Yesterday I upgraded from Ubuntu Edgy Eft to Ubuntu Feisty Fawn (which is not yet released, usual disclaimers apply, don't use it or it will poison your hamster etc.)
Upgrades are harsh environments for a computer; they're the computing equivalent of replacing the engine in your car. Even in skilled hands, things can go wrong, and you don't want to get an error message telling you anything went wrong, even if it seems innocuous, because your computer might be about to give up the ghost completely. (This is the computing equivalent of watching a mechanic walk over to you slowly from your car. This man is a heavyset man in grease-blackened denims, wiping his hands with a red rag, looking down at the ground, walking slowly while he tries to get a read on how you're going to react to the news of your car's impending trip to the scrapyard.)

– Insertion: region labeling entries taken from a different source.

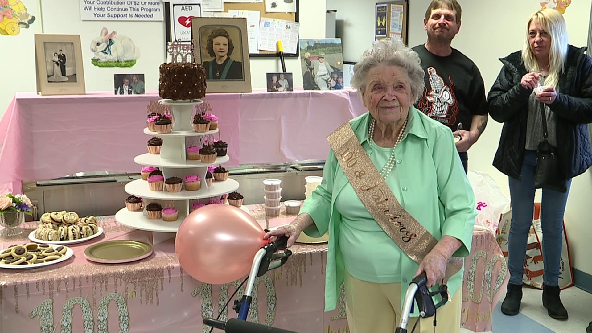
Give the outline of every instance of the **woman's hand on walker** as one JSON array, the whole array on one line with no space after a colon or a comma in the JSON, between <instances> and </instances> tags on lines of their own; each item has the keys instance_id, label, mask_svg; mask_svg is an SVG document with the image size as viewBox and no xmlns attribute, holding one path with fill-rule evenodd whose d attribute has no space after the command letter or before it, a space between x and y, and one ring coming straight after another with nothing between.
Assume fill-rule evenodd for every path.
<instances>
[{"instance_id":1,"label":"woman's hand on walker","mask_svg":"<svg viewBox=\"0 0 592 333\"><path fill-rule=\"evenodd\" d=\"M426 272L426 276L427 277L426 286L431 288L444 280L448 262L448 258L445 255L437 249L433 249L423 258L414 277Z\"/></svg>"}]
</instances>

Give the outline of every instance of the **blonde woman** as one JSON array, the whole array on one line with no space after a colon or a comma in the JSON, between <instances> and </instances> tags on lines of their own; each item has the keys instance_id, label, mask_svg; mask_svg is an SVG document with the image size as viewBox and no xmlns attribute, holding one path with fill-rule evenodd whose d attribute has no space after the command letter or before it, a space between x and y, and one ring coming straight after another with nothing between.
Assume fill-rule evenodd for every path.
<instances>
[{"instance_id":1,"label":"blonde woman","mask_svg":"<svg viewBox=\"0 0 592 333\"><path fill-rule=\"evenodd\" d=\"M493 165L509 178L512 222L508 239L510 283L501 312L520 312L526 240L532 220L539 144L556 148L563 189L542 190L540 222L545 263L543 305L567 319L558 281L563 215L571 178L592 165L585 124L592 122L592 59L585 47L568 44L565 21L555 9L532 14L522 52L501 59L503 68L489 92L491 117L503 123Z\"/></svg>"}]
</instances>

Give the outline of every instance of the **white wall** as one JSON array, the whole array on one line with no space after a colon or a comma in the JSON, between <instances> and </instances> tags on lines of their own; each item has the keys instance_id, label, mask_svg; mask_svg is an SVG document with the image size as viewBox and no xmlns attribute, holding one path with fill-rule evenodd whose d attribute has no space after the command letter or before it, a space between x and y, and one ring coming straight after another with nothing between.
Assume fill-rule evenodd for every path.
<instances>
[{"instance_id":1,"label":"white wall","mask_svg":"<svg viewBox=\"0 0 592 333\"><path fill-rule=\"evenodd\" d=\"M23 0L28 8L37 12L37 0ZM40 0L41 1L41 0ZM43 32L45 33L80 34L84 58L84 72L87 91L112 91L113 74L137 73L146 75L147 90L157 90L158 66L165 61L165 22L116 22L81 21L79 0L60 0L60 5L53 5L54 0L41 4ZM300 37L323 38L325 31L324 2L320 5L315 0L300 1ZM31 10L29 12L31 12ZM38 17L38 15L35 14ZM103 27L110 31L127 36L140 47L141 56L131 68L101 68L91 63L91 40L97 37ZM34 91L35 58L33 34L41 32L39 21L33 28L23 29L17 36L0 36L0 63L3 66L0 77L0 117L17 91ZM33 31L34 30L34 31ZM294 85L302 86L300 63L298 58L286 58L286 68L294 73ZM279 57L254 58L250 60L251 82L253 89L265 88L265 73L281 71Z\"/></svg>"}]
</instances>

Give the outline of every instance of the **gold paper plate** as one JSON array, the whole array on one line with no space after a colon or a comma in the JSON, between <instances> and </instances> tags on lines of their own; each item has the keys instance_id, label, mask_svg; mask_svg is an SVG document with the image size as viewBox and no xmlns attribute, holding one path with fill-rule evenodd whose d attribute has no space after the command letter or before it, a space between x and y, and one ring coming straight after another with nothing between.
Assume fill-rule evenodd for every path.
<instances>
[{"instance_id":1,"label":"gold paper plate","mask_svg":"<svg viewBox=\"0 0 592 333\"><path fill-rule=\"evenodd\" d=\"M321 244L329 241L329 233L326 233L318 238L313 238L304 233L304 232L300 233L300 236L296 240L297 243L303 244Z\"/></svg>"},{"instance_id":2,"label":"gold paper plate","mask_svg":"<svg viewBox=\"0 0 592 333\"><path fill-rule=\"evenodd\" d=\"M152 254L152 245L138 241L101 242L84 250L88 260L105 264L120 264L143 259Z\"/></svg>"}]
</instances>

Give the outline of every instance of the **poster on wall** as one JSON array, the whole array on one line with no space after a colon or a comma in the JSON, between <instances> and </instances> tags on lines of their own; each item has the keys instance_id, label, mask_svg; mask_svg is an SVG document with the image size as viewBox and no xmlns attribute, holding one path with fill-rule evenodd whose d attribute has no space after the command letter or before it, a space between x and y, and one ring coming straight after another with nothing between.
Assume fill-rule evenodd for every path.
<instances>
[{"instance_id":1,"label":"poster on wall","mask_svg":"<svg viewBox=\"0 0 592 333\"><path fill-rule=\"evenodd\" d=\"M82 21L163 21L161 0L80 0Z\"/></svg>"},{"instance_id":2,"label":"poster on wall","mask_svg":"<svg viewBox=\"0 0 592 333\"><path fill-rule=\"evenodd\" d=\"M0 0L0 35L17 36L35 22L20 0Z\"/></svg>"},{"instance_id":3,"label":"poster on wall","mask_svg":"<svg viewBox=\"0 0 592 333\"><path fill-rule=\"evenodd\" d=\"M132 67L140 58L140 48L131 38L105 27L91 41L91 61L97 67Z\"/></svg>"},{"instance_id":4,"label":"poster on wall","mask_svg":"<svg viewBox=\"0 0 592 333\"><path fill-rule=\"evenodd\" d=\"M376 5L376 37L387 36L387 7L386 4Z\"/></svg>"}]
</instances>

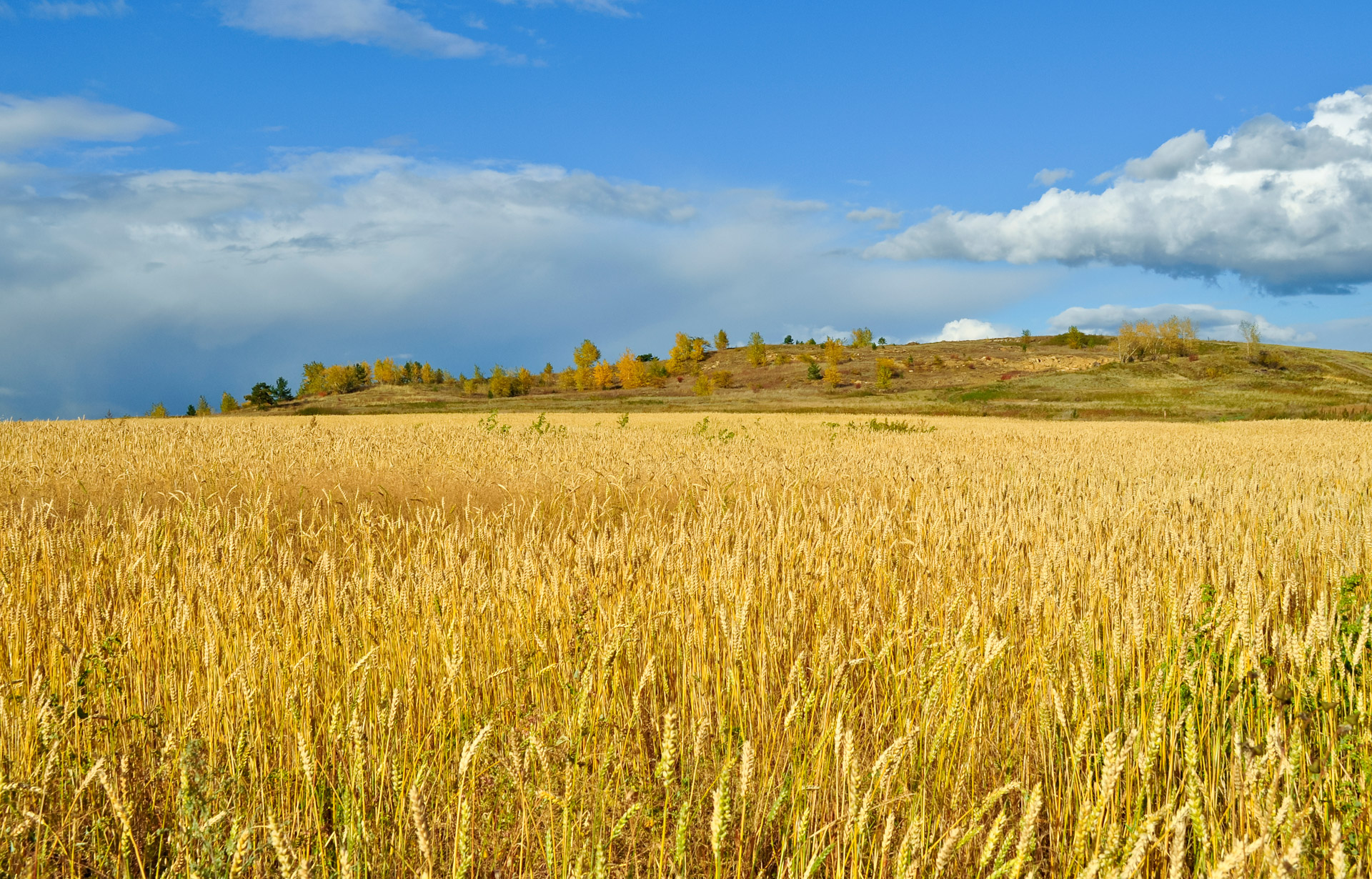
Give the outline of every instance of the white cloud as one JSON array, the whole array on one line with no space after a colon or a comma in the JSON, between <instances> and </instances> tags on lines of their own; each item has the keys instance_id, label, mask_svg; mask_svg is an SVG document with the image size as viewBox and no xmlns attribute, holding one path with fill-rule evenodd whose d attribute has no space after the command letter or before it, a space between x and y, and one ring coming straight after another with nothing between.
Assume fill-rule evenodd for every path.
<instances>
[{"instance_id":1,"label":"white cloud","mask_svg":"<svg viewBox=\"0 0 1372 879\"><path fill-rule=\"evenodd\" d=\"M871 248L893 259L1133 265L1236 273L1272 293L1372 282L1372 88L1325 97L1309 123L1258 117L1206 144L1162 144L1102 193L1051 189L1004 214L944 211Z\"/></svg>"},{"instance_id":2,"label":"white cloud","mask_svg":"<svg viewBox=\"0 0 1372 879\"><path fill-rule=\"evenodd\" d=\"M1048 326L1063 332L1069 326L1076 326L1083 332L1114 335L1120 324L1129 321L1151 321L1158 324L1176 315L1190 318L1196 335L1202 339L1225 339L1238 341L1240 321L1251 321L1258 325L1262 337L1268 341L1281 344L1306 344L1316 340L1316 335L1298 326L1280 326L1261 314L1243 311L1240 309L1217 309L1206 304L1161 304L1147 307L1131 306L1099 306L1095 309L1074 307L1048 318Z\"/></svg>"},{"instance_id":3,"label":"white cloud","mask_svg":"<svg viewBox=\"0 0 1372 879\"><path fill-rule=\"evenodd\" d=\"M73 18L117 18L119 15L128 15L129 4L123 0L114 0L113 3L51 3L49 0L43 0L43 3L34 3L29 7L29 15L33 18L55 18L55 19L73 19Z\"/></svg>"},{"instance_id":4,"label":"white cloud","mask_svg":"<svg viewBox=\"0 0 1372 879\"><path fill-rule=\"evenodd\" d=\"M1059 180L1072 177L1072 171L1065 167L1045 167L1033 176L1033 181L1040 186L1051 186Z\"/></svg>"},{"instance_id":5,"label":"white cloud","mask_svg":"<svg viewBox=\"0 0 1372 879\"><path fill-rule=\"evenodd\" d=\"M962 317L956 321L948 321L937 335L929 336L925 341L974 341L977 339L1000 339L1008 335L1010 330L1004 326Z\"/></svg>"},{"instance_id":6,"label":"white cloud","mask_svg":"<svg viewBox=\"0 0 1372 879\"><path fill-rule=\"evenodd\" d=\"M130 141L174 129L145 112L84 97L29 100L0 95L0 155L58 140Z\"/></svg>"},{"instance_id":7,"label":"white cloud","mask_svg":"<svg viewBox=\"0 0 1372 879\"><path fill-rule=\"evenodd\" d=\"M222 0L224 23L269 37L380 45L438 58L502 49L439 30L390 0Z\"/></svg>"},{"instance_id":8,"label":"white cloud","mask_svg":"<svg viewBox=\"0 0 1372 879\"><path fill-rule=\"evenodd\" d=\"M261 173L0 163L0 374L34 376L0 417L141 411L166 388L401 350L469 369L557 362L586 335L657 354L719 326L892 337L1061 274L864 261L822 208L384 152Z\"/></svg>"},{"instance_id":9,"label":"white cloud","mask_svg":"<svg viewBox=\"0 0 1372 879\"><path fill-rule=\"evenodd\" d=\"M628 15L628 10L624 8L624 3L634 3L634 0L499 0L505 5L569 5L576 10L583 10L586 12L601 12L604 15Z\"/></svg>"},{"instance_id":10,"label":"white cloud","mask_svg":"<svg viewBox=\"0 0 1372 879\"><path fill-rule=\"evenodd\" d=\"M848 211L848 219L853 222L874 222L878 229L896 229L904 211L889 211L885 207L868 207L860 211Z\"/></svg>"}]
</instances>

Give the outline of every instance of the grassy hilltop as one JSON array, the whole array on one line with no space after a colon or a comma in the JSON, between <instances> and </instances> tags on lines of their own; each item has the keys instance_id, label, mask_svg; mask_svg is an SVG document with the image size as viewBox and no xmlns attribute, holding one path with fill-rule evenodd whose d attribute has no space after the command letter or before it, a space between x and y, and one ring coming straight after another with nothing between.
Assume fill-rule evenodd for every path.
<instances>
[{"instance_id":1,"label":"grassy hilltop","mask_svg":"<svg viewBox=\"0 0 1372 879\"><path fill-rule=\"evenodd\" d=\"M1255 354L1240 343L1198 341L1184 357L1121 362L1115 347L1103 341L1078 348L1062 337L1032 339L1026 348L1018 339L844 347L837 384L811 377L829 366L822 344L764 346L764 366L753 365L756 351L731 347L704 352L698 374L668 376L657 387L575 391L547 383L521 396L490 398L484 385L379 384L351 394L302 395L244 414L498 407L1187 421L1372 417L1372 354L1272 344ZM877 387L878 361L888 369L895 363L888 388Z\"/></svg>"}]
</instances>

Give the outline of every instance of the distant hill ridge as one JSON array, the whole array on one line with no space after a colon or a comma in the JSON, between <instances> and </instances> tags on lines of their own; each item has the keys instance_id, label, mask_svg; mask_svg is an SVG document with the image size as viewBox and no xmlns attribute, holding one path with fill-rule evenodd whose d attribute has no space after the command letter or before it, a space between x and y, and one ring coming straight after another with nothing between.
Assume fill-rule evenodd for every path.
<instances>
[{"instance_id":1,"label":"distant hill ridge","mask_svg":"<svg viewBox=\"0 0 1372 879\"><path fill-rule=\"evenodd\" d=\"M307 365L302 392L262 383L224 414L406 411L836 411L1026 418L1372 420L1372 354L1261 341L1139 346L1084 333L923 344L712 346L678 335L664 358L591 343L573 365L453 376L427 363ZM277 392L284 391L284 392ZM192 411L209 414L202 398Z\"/></svg>"}]
</instances>

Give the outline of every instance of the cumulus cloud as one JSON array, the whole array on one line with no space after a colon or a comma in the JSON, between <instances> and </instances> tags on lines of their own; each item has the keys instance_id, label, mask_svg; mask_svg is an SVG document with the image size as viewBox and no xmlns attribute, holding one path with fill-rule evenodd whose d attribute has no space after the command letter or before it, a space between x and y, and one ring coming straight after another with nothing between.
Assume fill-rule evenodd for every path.
<instances>
[{"instance_id":1,"label":"cumulus cloud","mask_svg":"<svg viewBox=\"0 0 1372 879\"><path fill-rule=\"evenodd\" d=\"M1083 332L1113 335L1120 329L1120 324L1128 321L1151 321L1158 324L1176 315L1190 318L1196 335L1203 339L1225 339L1229 341L1242 340L1239 332L1242 321L1257 324L1262 337L1268 341L1283 344L1306 344L1314 341L1314 333L1297 328L1280 326L1261 314L1243 311L1240 309L1217 309L1206 304L1161 304L1146 307L1131 306L1098 306L1095 309L1073 307L1048 318L1048 326L1056 332L1063 332L1069 326L1076 326Z\"/></svg>"},{"instance_id":2,"label":"cumulus cloud","mask_svg":"<svg viewBox=\"0 0 1372 879\"><path fill-rule=\"evenodd\" d=\"M307 359L456 370L557 362L587 335L664 354L682 329L914 333L1055 274L864 261L847 234L770 192L370 151L259 173L0 163L0 376L34 377L7 383L0 417L141 411Z\"/></svg>"},{"instance_id":3,"label":"cumulus cloud","mask_svg":"<svg viewBox=\"0 0 1372 879\"><path fill-rule=\"evenodd\" d=\"M54 18L60 21L71 18L115 18L128 12L129 4L123 0L114 0L114 3L51 3L49 0L44 0L29 7L29 15L33 18Z\"/></svg>"},{"instance_id":4,"label":"cumulus cloud","mask_svg":"<svg viewBox=\"0 0 1372 879\"><path fill-rule=\"evenodd\" d=\"M438 58L479 58L498 47L439 30L390 0L224 0L224 23L269 37L380 45Z\"/></svg>"},{"instance_id":5,"label":"cumulus cloud","mask_svg":"<svg viewBox=\"0 0 1372 879\"><path fill-rule=\"evenodd\" d=\"M900 228L900 218L904 211L890 211L885 207L868 207L860 211L848 211L848 219L853 222L871 222L878 229L897 229Z\"/></svg>"},{"instance_id":6,"label":"cumulus cloud","mask_svg":"<svg viewBox=\"0 0 1372 879\"><path fill-rule=\"evenodd\" d=\"M1065 167L1045 167L1033 176L1033 181L1040 186L1051 186L1059 180L1072 177L1072 171Z\"/></svg>"},{"instance_id":7,"label":"cumulus cloud","mask_svg":"<svg viewBox=\"0 0 1372 879\"><path fill-rule=\"evenodd\" d=\"M1000 339L1007 335L1010 333L1004 326L996 326L995 324L978 321L971 317L960 317L956 321L944 324L944 328L937 335L925 339L925 341L975 341L977 339Z\"/></svg>"},{"instance_id":8,"label":"cumulus cloud","mask_svg":"<svg viewBox=\"0 0 1372 879\"><path fill-rule=\"evenodd\" d=\"M174 129L170 122L145 112L84 97L29 100L0 95L0 154L58 140L130 141Z\"/></svg>"},{"instance_id":9,"label":"cumulus cloud","mask_svg":"<svg viewBox=\"0 0 1372 879\"><path fill-rule=\"evenodd\" d=\"M1214 143L1188 132L1124 163L1104 192L1050 189L997 214L943 211L870 256L1233 273L1269 293L1372 282L1372 88L1310 122L1258 117Z\"/></svg>"}]
</instances>

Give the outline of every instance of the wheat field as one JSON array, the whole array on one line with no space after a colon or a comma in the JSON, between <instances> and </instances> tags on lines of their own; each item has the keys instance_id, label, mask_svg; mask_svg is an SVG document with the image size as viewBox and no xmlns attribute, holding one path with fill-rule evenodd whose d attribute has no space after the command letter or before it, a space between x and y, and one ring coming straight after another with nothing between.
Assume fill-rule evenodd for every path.
<instances>
[{"instance_id":1,"label":"wheat field","mask_svg":"<svg viewBox=\"0 0 1372 879\"><path fill-rule=\"evenodd\" d=\"M0 875L1368 876L1372 425L830 418L0 424Z\"/></svg>"}]
</instances>

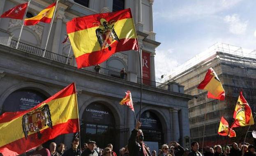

Thus, before I began this process, so fraught as it is with the risk of doom, it was with great pleasure that I pushed the "snapshot" button on my VMware application. If doom happens, I can just undo it. (In this case, doom did not happen. Feisty Fawn is running right now. Ubuntu is really a joy.)
You may not have used virtualization software yet. You might be thinking about how slow it makes things, how you don't want to have even more complexity in your computing environment. Forget all that.
VMware is awesome. I have allocated 512MB to my VMware instance, which is running on my solo-core uniprocessor laptop. I can run all of my usual productivity applications, compile and build packages for software, run my D&D software (most of which is written in Java). I can even watch high-resolution video, with audio, and get a decent rate, and that's inside the guest. If I wanted to play a fullscreen immersive game, I might use the host computer for that, but that's OK; that's what it's there for. (I use a Windows host, mostly because it's the default OS of this laptop.)